“I love him too,” I mumbled, barely loud enough for them to hear.
Pluto reached across the table and touched my hand. “And that’s okay. It don’t make you weak. It make you human.”
I nodded but the words still hit deep.
Pluto set her glass down and looked right at me. “Toni, I want you to think about talking to somebody. A therapist. Just for one session. See how it make you feel. You don’t gotta commit to anything right away but I really think it could help you untangle everything that’s weighing you down.”
I looked at her slow ‘cause I ain’t even know how to respond. But at the same time, I been holdin’ shit in since I was a kid, and maybe that’s why everything hit me harder than it should.
Sha’Nelle tapped my arm. “For real, bitch. Go talk to somebody. ’Cause you been carryin’ shit that ain’t even yours no more.”
Pluto nodded again. “When me and Pressure had issues, we went separately so we could talk freely. It helped us understand ourselves better. It helped us breathe and think without all the noise. And it helped us come back to each other in a better place.”

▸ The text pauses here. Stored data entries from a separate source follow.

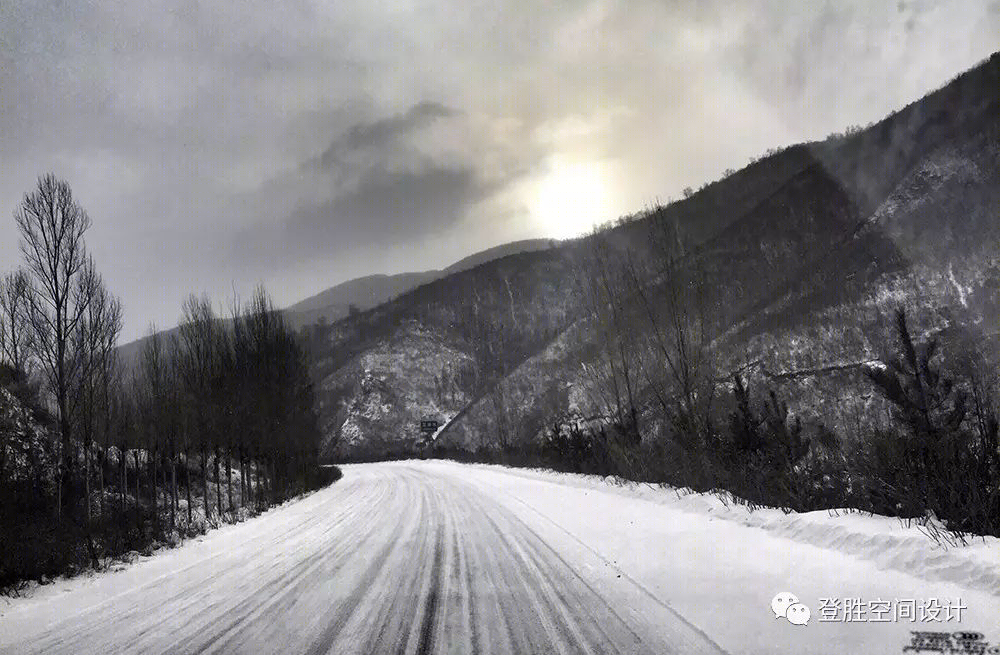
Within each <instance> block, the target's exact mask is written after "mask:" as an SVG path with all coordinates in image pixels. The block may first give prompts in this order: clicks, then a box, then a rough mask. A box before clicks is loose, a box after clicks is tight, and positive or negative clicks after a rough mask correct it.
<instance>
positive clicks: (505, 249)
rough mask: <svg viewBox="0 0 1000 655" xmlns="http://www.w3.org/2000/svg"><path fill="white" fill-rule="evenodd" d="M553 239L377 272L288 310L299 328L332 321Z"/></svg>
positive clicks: (289, 313) (534, 248)
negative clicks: (485, 263) (424, 284)
mask: <svg viewBox="0 0 1000 655" xmlns="http://www.w3.org/2000/svg"><path fill="white" fill-rule="evenodd" d="M554 243H555V242H554V241H553V240H551V239H524V240H521V241H513V242H511V243H505V244H501V245H499V246H494V247H493V248H488V249H486V250H483V251H481V252H477V253H474V254H472V255H469V256H468V257H465V258H464V259H461V260H459V261H457V262H455V263H454V264H452V265H451V266H448V267H447V268H445V269H444V270H441V271H423V272H420V273H399V274H397V275H381V274H377V275H368V276H365V277H359V278H355V279H353V280H348V281H347V282H342V283H341V284H338V285H336V286H333V287H330V288H329V289H326V290H324V291H321V292H319V293H318V294H316V295H315V296H310V297H309V298H306V299H305V300H302V301H300V302H297V303H295V304H294V305H292V306H291V307H289V308H287V309H286V310H285V312H286V315H287V317H288V319H289V320H290V321H291V322H292V325H293V326H294V327H295V328H296V329H298V328H301V327H302V326H304V325H311V324H313V323H317V322H318V321H319V320H320V319H321V318H322V319H324V320H326V321H327V322H330V323H332V322H333V321H337V320H339V319H341V318H343V317H344V316H347V314H348V313H349V312H350V309H351V307H354V308H355V309H357V310H364V309H371V308H372V307H375V306H377V305H381V304H382V303H384V302H386V301H387V300H390V299H392V298H395V297H396V296H398V295H400V294H402V293H404V292H406V291H409V290H410V289H414V288H416V287H418V286H420V285H421V284H426V283H427V282H430V281H431V280H435V279H437V278H439V277H442V276H444V275H449V274H451V273H457V272H459V271H463V270H466V269H469V268H474V267H475V266H478V265H479V264H482V263H484V262H488V261H490V260H491V259H497V258H499V257H505V256H507V255H510V254H514V253H518V252H529V251H532V250H541V249H542V248H548V247H551V246H552V245H553V244H554Z"/></svg>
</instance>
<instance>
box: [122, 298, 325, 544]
mask: <svg viewBox="0 0 1000 655" xmlns="http://www.w3.org/2000/svg"><path fill="white" fill-rule="evenodd" d="M133 386H134V389H135V394H136V422H137V425H138V430H137V431H136V432H135V434H136V435H137V436H138V438H140V439H141V440H142V444H141V445H142V447H143V453H144V456H145V458H146V465H147V468H148V469H149V471H148V475H149V476H150V477H151V479H152V480H157V479H160V480H162V482H161V483H160V484H155V483H151V485H150V492H151V494H152V496H151V498H150V503H151V504H152V505H153V506H154V507H164V508H165V509H166V511H165V515H166V516H167V517H168V520H169V526H170V528H171V529H172V528H173V527H174V525H175V524H176V522H177V512H178V509H179V507H180V499H179V492H178V488H179V485H180V486H181V487H183V493H184V494H185V496H186V497H185V498H184V500H185V503H184V506H185V510H186V517H185V518H186V523H187V524H191V523H192V522H193V521H194V520H195V517H194V512H195V505H196V500H195V498H196V496H197V495H199V494H200V496H201V510H202V514H203V515H204V517H205V518H206V519H207V520H212V518H213V516H214V517H222V516H225V515H226V514H228V513H232V512H236V511H238V509H239V508H240V507H246V506H247V505H253V506H256V507H260V506H263V505H267V504H270V503H274V502H280V501H281V500H283V499H285V498H288V497H290V496H292V495H294V494H297V493H300V492H302V491H305V490H307V489H310V488H313V487H314V486H315V485H316V484H317V482H318V465H317V448H318V443H319V431H318V423H317V417H316V414H315V410H314V407H313V390H312V384H311V381H310V379H309V375H308V363H307V361H306V357H305V351H304V349H303V348H302V346H301V345H300V343H299V342H298V340H297V339H296V337H295V335H294V333H293V332H292V330H291V329H290V328H289V327H288V326H286V325H285V323H284V320H283V317H282V314H281V313H280V312H278V311H276V310H275V309H274V307H273V306H272V304H271V301H270V300H269V298H268V296H267V294H266V292H264V290H263V289H259V290H258V291H257V292H256V293H255V294H254V296H253V298H252V299H251V300H250V302H248V303H247V304H246V305H245V306H244V307H239V306H236V307H234V309H233V312H232V315H231V316H230V317H229V319H228V320H223V319H221V318H220V317H218V316H217V315H216V314H215V312H214V310H213V307H212V304H211V302H210V301H209V300H208V299H207V298H205V297H202V298H196V297H194V296H192V297H190V298H189V299H188V300H187V301H186V302H185V304H184V320H183V321H182V323H181V325H180V329H179V331H178V332H177V333H175V334H172V335H171V336H169V337H164V336H162V335H160V334H158V333H155V332H154V333H153V334H152V335H150V337H149V338H147V340H146V341H145V342H144V345H143V348H142V351H141V353H140V357H139V362H138V365H137V367H136V370H135V373H134V385H133ZM234 474H235V476H236V481H235V482H234ZM179 478H180V479H179ZM213 487H214V488H213ZM161 496H162V497H161ZM155 516H157V517H158V516H159V512H156V513H155ZM157 520H158V519H157Z"/></svg>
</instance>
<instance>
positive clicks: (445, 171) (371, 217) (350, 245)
mask: <svg viewBox="0 0 1000 655" xmlns="http://www.w3.org/2000/svg"><path fill="white" fill-rule="evenodd" d="M482 193H483V189H482V188H480V186H479V184H478V183H477V181H476V179H475V176H474V174H473V173H472V171H470V170H450V169H446V168H438V167H431V168H428V169H426V170H421V171H386V170H382V169H373V170H370V171H368V173H366V174H365V175H364V177H363V178H362V179H361V180H360V183H359V184H358V185H357V187H356V188H354V189H352V190H351V191H349V192H348V193H345V194H344V195H341V196H338V197H337V198H335V199H333V200H331V201H329V202H327V203H324V204H322V205H319V206H316V207H308V208H302V209H299V210H298V211H296V212H295V213H294V214H293V215H292V216H291V217H290V219H289V220H288V221H287V223H286V226H285V230H284V236H285V239H284V241H285V244H283V245H286V246H287V247H290V250H291V251H292V252H296V253H299V254H301V255H305V256H310V255H315V254H316V253H317V252H321V253H330V252H331V251H332V250H333V249H335V248H340V249H342V248H350V247H352V246H353V247H356V246H359V245H368V244H369V243H372V242H373V241H376V242H380V243H382V244H384V245H386V246H390V245H396V244H398V243H405V242H406V241H409V240H411V239H414V238H416V237H423V236H427V235H429V234H434V233H438V232H441V231H445V230H447V229H448V228H450V227H452V226H453V225H454V224H455V223H457V222H458V221H459V220H461V218H462V217H463V216H465V214H466V212H467V210H468V208H469V205H470V204H471V203H473V202H475V201H476V200H477V199H478V198H479V197H480V196H481V194H482Z"/></svg>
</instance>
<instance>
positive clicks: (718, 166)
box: [0, 0, 1000, 336]
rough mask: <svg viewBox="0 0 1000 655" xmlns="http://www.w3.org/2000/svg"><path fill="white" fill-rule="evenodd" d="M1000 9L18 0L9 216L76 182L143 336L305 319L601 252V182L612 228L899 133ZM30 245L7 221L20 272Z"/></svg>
mask: <svg viewBox="0 0 1000 655" xmlns="http://www.w3.org/2000/svg"><path fill="white" fill-rule="evenodd" d="M998 13H1000V12H998V4H997V3H996V2H995V1H992V2H987V3H984V2H981V1H978V0H937V1H931V0H906V1H905V2H899V3H897V2H886V3H878V2H870V1H868V0H844V1H842V2H827V1H825V0H822V1H819V0H816V1H814V0H801V1H799V2H789V1H781V2H779V1H777V0H737V1H732V0H677V1H671V2H662V1H661V0H635V1H634V2H628V3H623V2H613V1H611V0H579V1H572V2H544V1H539V2H529V3H521V2H519V3H496V2H482V1H480V0H470V1H468V2H456V1H448V2H445V1H435V0H422V1H420V2H393V3H384V2H378V3H373V2H370V1H369V0H341V1H339V2H336V3H329V2H318V1H315V0H287V1H284V2H274V1H273V0H247V1H246V2H240V3H231V2H223V1H222V0H218V1H213V0H200V1H197V0H160V1H158V2H155V3H102V2H92V1H89V0H84V1H60V0H34V1H23V2H22V1H17V0H15V1H13V2H11V1H8V2H0V209H3V211H4V212H9V211H10V210H12V209H13V208H14V205H16V203H17V202H18V201H19V200H20V199H21V197H22V195H23V194H24V192H25V191H27V190H29V189H30V187H31V186H32V185H33V184H34V182H35V179H36V177H37V175H38V174H40V173H44V172H46V171H49V170H52V171H54V172H56V173H57V174H58V175H61V176H63V177H65V178H66V179H67V180H68V181H69V182H70V183H71V184H72V185H73V188H74V190H75V191H76V193H77V195H78V196H79V197H80V200H81V201H82V202H83V204H84V205H85V207H86V208H87V209H88V212H89V213H90V214H91V216H92V217H93V219H94V228H93V229H92V231H91V233H90V235H89V242H90V244H91V249H92V250H93V251H94V253H95V256H97V258H98V262H99V264H100V265H101V266H102V272H104V273H105V276H106V278H107V279H108V281H109V284H110V285H111V287H112V288H113V289H114V290H116V291H117V292H119V293H120V294H121V295H122V296H123V297H124V301H125V307H126V320H127V328H126V329H127V332H128V333H129V336H135V335H136V334H138V333H139V332H141V331H142V329H143V327H144V325H145V323H146V322H147V321H149V320H156V321H157V322H158V323H160V324H171V323H173V322H174V320H175V319H176V317H177V308H178V306H179V303H180V301H181V299H182V298H183V297H184V296H185V295H186V294H187V293H188V292H190V291H201V290H203V289H204V290H207V291H209V292H211V293H212V295H213V296H215V297H217V298H220V299H221V298H223V297H225V296H226V295H227V294H229V293H230V292H231V291H232V289H233V288H234V287H236V288H242V289H246V288H247V287H248V285H252V284H255V283H256V282H258V281H263V282H265V283H267V284H269V286H270V287H271V288H272V290H273V291H274V293H275V295H276V296H277V299H278V301H279V302H281V303H291V302H294V301H296V300H299V299H301V298H302V297H304V296H306V295H309V294H311V293H314V292H316V291H318V290H320V289H322V288H324V287H326V286H329V285H331V284H335V283H337V282H339V281H342V280H343V279H346V278H348V277H351V276H355V275H365V274H370V273H374V272H395V271H400V270H405V269H415V268H426V267H431V266H442V265H447V264H448V263H450V261H451V260H452V259H458V258H460V257H461V256H463V255H465V254H468V253H469V252H471V251H474V250H476V249H478V248H482V247H487V246H491V245H494V244H496V243H499V242H502V241H505V240H510V239H515V238H522V237H527V236H543V235H548V234H551V233H552V232H553V231H555V230H558V231H559V232H561V233H568V232H572V231H573V230H585V229H587V228H588V227H589V226H590V225H589V221H590V220H591V218H596V217H594V216H589V215H588V216H584V217H583V218H582V219H581V218H579V217H576V218H574V216H573V215H571V214H567V215H566V216H565V217H564V216H563V213H562V212H560V211H559V209H560V207H561V204H560V199H561V198H562V197H564V196H565V194H571V195H572V194H575V193H577V191H578V190H579V186H580V180H587V181H588V183H591V182H594V183H598V184H603V186H604V187H605V188H602V189H586V190H585V191H588V192H590V193H591V195H592V196H593V199H594V200H595V201H597V200H601V209H600V211H602V212H606V213H612V214H613V213H615V212H627V211H632V210H635V209H636V208H638V207H642V206H643V205H645V204H647V203H648V202H650V201H652V200H653V199H654V198H657V197H659V198H666V197H668V196H671V195H676V194H677V192H678V190H679V189H682V188H684V187H685V186H689V185H691V186H697V185H699V184H701V183H702V182H704V181H706V180H709V179H713V178H715V177H717V176H718V175H719V173H720V172H721V171H722V170H724V169H726V168H738V167H740V166H741V165H742V164H744V163H745V162H746V161H747V159H748V158H749V157H750V156H754V155H758V154H760V153H761V152H762V151H763V150H765V149H766V148H768V147H771V146H775V145H781V144H783V143H788V142H791V141H800V140H806V139H814V138H821V137H823V136H824V135H826V134H827V133H829V132H831V131H836V130H842V129H843V128H844V127H845V126H847V125H849V124H853V123H861V124H864V123H866V122H868V121H869V120H873V119H877V118H879V117H880V116H882V115H884V114H885V113H887V112H888V111H891V110H893V109H895V108H898V107H899V106H901V105H904V104H906V103H908V102H910V101H912V100H914V99H916V98H917V97H919V96H920V95H921V94H923V93H925V92H926V91H927V90H929V89H930V88H933V87H935V86H937V85H939V84H941V83H943V82H945V81H947V79H949V78H950V77H952V76H953V75H955V74H956V73H958V72H959V71H961V70H963V69H965V68H967V67H969V66H971V65H973V64H974V63H975V62H976V61H978V60H979V59H981V58H983V57H985V56H987V55H988V54H989V53H990V52H991V51H992V50H994V49H996V48H997V44H998V43H1000V17H998ZM574 171H575V172H574ZM594 171H601V172H602V175H600V176H596V175H595V174H594ZM604 173H606V175H604ZM574 175H577V176H578V178H579V179H576V178H574ZM588 176H589V177H588ZM539 198H541V199H542V200H541V201H540V200H539ZM579 205H580V208H581V209H586V208H587V207H586V206H584V204H583V203H579ZM543 210H544V211H545V212H548V213H555V214H558V215H555V216H553V215H542V211H543ZM611 217H613V216H608V218H611ZM574 220H575V221H576V222H572V221H574ZM561 221H568V223H565V224H563V223H561ZM16 243H17V236H16V234H15V232H14V227H13V222H12V221H10V220H7V221H0V259H2V261H3V262H5V263H9V265H11V266H12V265H13V264H14V263H15V261H16V259H17V246H16ZM401 244H403V245H401ZM413 244H416V245H413Z"/></svg>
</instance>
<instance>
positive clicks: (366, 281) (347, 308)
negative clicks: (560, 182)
mask: <svg viewBox="0 0 1000 655" xmlns="http://www.w3.org/2000/svg"><path fill="white" fill-rule="evenodd" d="M556 244H558V241H556V240H552V239H524V240H521V241H512V242H510V243H505V244H501V245H499V246H494V247H492V248H488V249H486V250H483V251H481V252H477V253H474V254H472V255H469V256H468V257H465V258H464V259H461V260H459V261H457V262H455V263H454V264H452V265H451V266H448V267H447V268H445V269H444V270H440V271H438V270H435V271H423V272H419V273H399V274H396V275H382V274H375V275H367V276H364V277H359V278H355V279H352V280H348V281H346V282H342V283H340V284H338V285H335V286H332V287H330V288H329V289H325V290H323V291H321V292H319V293H317V294H316V295H314V296H310V297H308V298H306V299H305V300H301V301H299V302H297V303H295V304H294V305H291V306H290V307H288V308H286V309H285V310H283V311H284V312H285V318H286V320H287V321H288V322H289V323H290V325H291V326H292V327H293V329H295V330H300V329H302V328H303V327H306V326H309V325H313V324H315V323H319V322H320V321H325V322H327V323H333V322H336V321H338V320H340V319H341V318H343V317H345V316H347V315H348V313H349V312H350V310H351V308H352V307H354V308H355V309H357V310H358V311H363V310H367V309H371V308H372V307H376V306H378V305H381V304H382V303H384V302H386V301H388V300H390V299H392V298H395V297H397V296H399V295H400V294H402V293H404V292H406V291H409V290H411V289H414V288H416V287H419V286H420V285H422V284H426V283H427V282H430V281H432V280H435V279H437V278H440V277H442V276H444V275H448V274H452V273H456V272H458V271H463V270H467V269H470V268H474V267H475V266H478V265H480V264H483V263H485V262H488V261H490V260H493V259H497V258H499V257H504V256H507V255H510V254H514V253H519V252H530V251H533V250H541V249H543V248H550V247H554V246H555V245H556ZM176 333H177V328H176V327H175V328H170V329H167V330H162V331H160V334H162V335H163V336H166V337H169V336H170V335H172V334H176ZM146 338H147V337H141V338H139V339H137V340H135V341H131V342H129V343H126V344H123V345H122V346H119V348H118V352H119V355H120V356H121V357H122V359H123V361H125V362H129V363H130V362H133V361H135V358H136V357H137V356H138V353H139V351H140V349H141V348H142V344H143V343H144V342H145V340H146Z"/></svg>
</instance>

I lifted my glass and sipped my wine slow ‘cause I needed somethin’ to keep my hands from shakin’. The idea scared me but it didn’t feel wrong. It felt like the first thing that actually made sense since all this shit started.
Pluto leaned into me, her eyes soft but serious. “If you know deep down you don’t wanna lose Kay’Lo, then at least try. Not for him, but yourself. For the part of you that keeps disappearing when life get heavy.”
My breath got stuck in my throat for a second ‘cause she was right. I didn’t shut down ‘cause I didn’t love Kay’Lo. I shut down because I didn’t know how to stay present when the pain got too overwhelming, and I been doin’ that since I was a lil’ girl in that damn bathroom tryna hold myself together.
I ain’t say nothin’. I just stared at my wine and tried to make sense of everything rollin’ through my mind.
Sha’Nelle clinked her glass against mine. “To whatever the fuck you decide, bitch. We ridin’ with you either way.”
Pluto smiled warm. “Always.”
And for the first time since this whole mess started, the world around me didn’t feel like it was closin’ in.
I ain’t have answers yet, and I didn’t know what I was gonna do about the divorce or Kay’Lo or none of it.
But for the first time in a long time, I felt like maybe there was a way back to myself, even if I didn’t know what that path looked like yet.
THE HEALING HOUSE
While sittin’ in the lobby of the therapist’s office waitin’ on my name to be called, my leg had been bouncin’ so long I ain’t even realize I was doin’ it. I booked this appointment damn near a week ago, tellin’ myself I was gon’ show up and handle it like it wasn’t nothin’, but the minute I walked through those glass doors and sat my ass down in that quiet lil’ lobby, it felt like my nerves jumped right into my throat.
The place didn’t look nothin’ like a regular doctor buildin’. The walls was a soft blush color, the lights wasn’t bright, and everything smelled like some expensive lavender candle.
A receptionist smiled at me when I walked in but I barely smiled back ‘cause I was too wrapped up in my thoughts, and now I was sittin’ here wonderin’ why the hell I signed up for this in the first place.
I done went to therapy with Kay’Lo before, but that was different. We was doin’ that ‘cause I was tryna help him through his own shit, but me sittin’ here by myself felt completely different. This was for me, about me, and centered on me, and that made it feel scary as hell. I wasn’t used to talkin’ about myself unless I was forced into it, and I damn sure wasn’t used to nobody diggin’ into the shit I learned to bury.
The office door finally opened and this white woman stepped out with a soft smile on her face. She was white as cotton balls with blonde hair pulled back in a neat lil’ bun and eyes so blue they ain’t even look real.
“Toni?” she asked, lookin’ right at me. “I’m Dr. Lila Hartman. You can come on back whenever you’re ready.”
I stood up slow ‘cause I ain’t even know if I was ready. I followed her to the office, and the whole time my mind keptwhisperin’, “What the hell this white woman gon’ know about my real nigga problems?”
But Dr. Hartman opened the door to her office and stepped aside so I could walk in first, and before I could roll my eyes or judge the situation any further, I looked around.
Her office was warm in a soft and quiet type of way. She had a cream-colored sofa against the wall with a brown throw blanket folded on the armrest. There was a tall plant beside the window and a small lamp sittin’ on the table next to her chair that gave the whole room a light gold glow.
“Have a seat wherever you’re comfortable, Toni,” she said.
I sat on the sofa ‘cause it looked like it would hold all my tired.
“So,” she began once she sat down across from me, foldin’ her hands in her lap, “is this your first time in therapy?”
I nodded. “Yeah. I mean… I’ve been to therapy with my husband before, but never by myself.”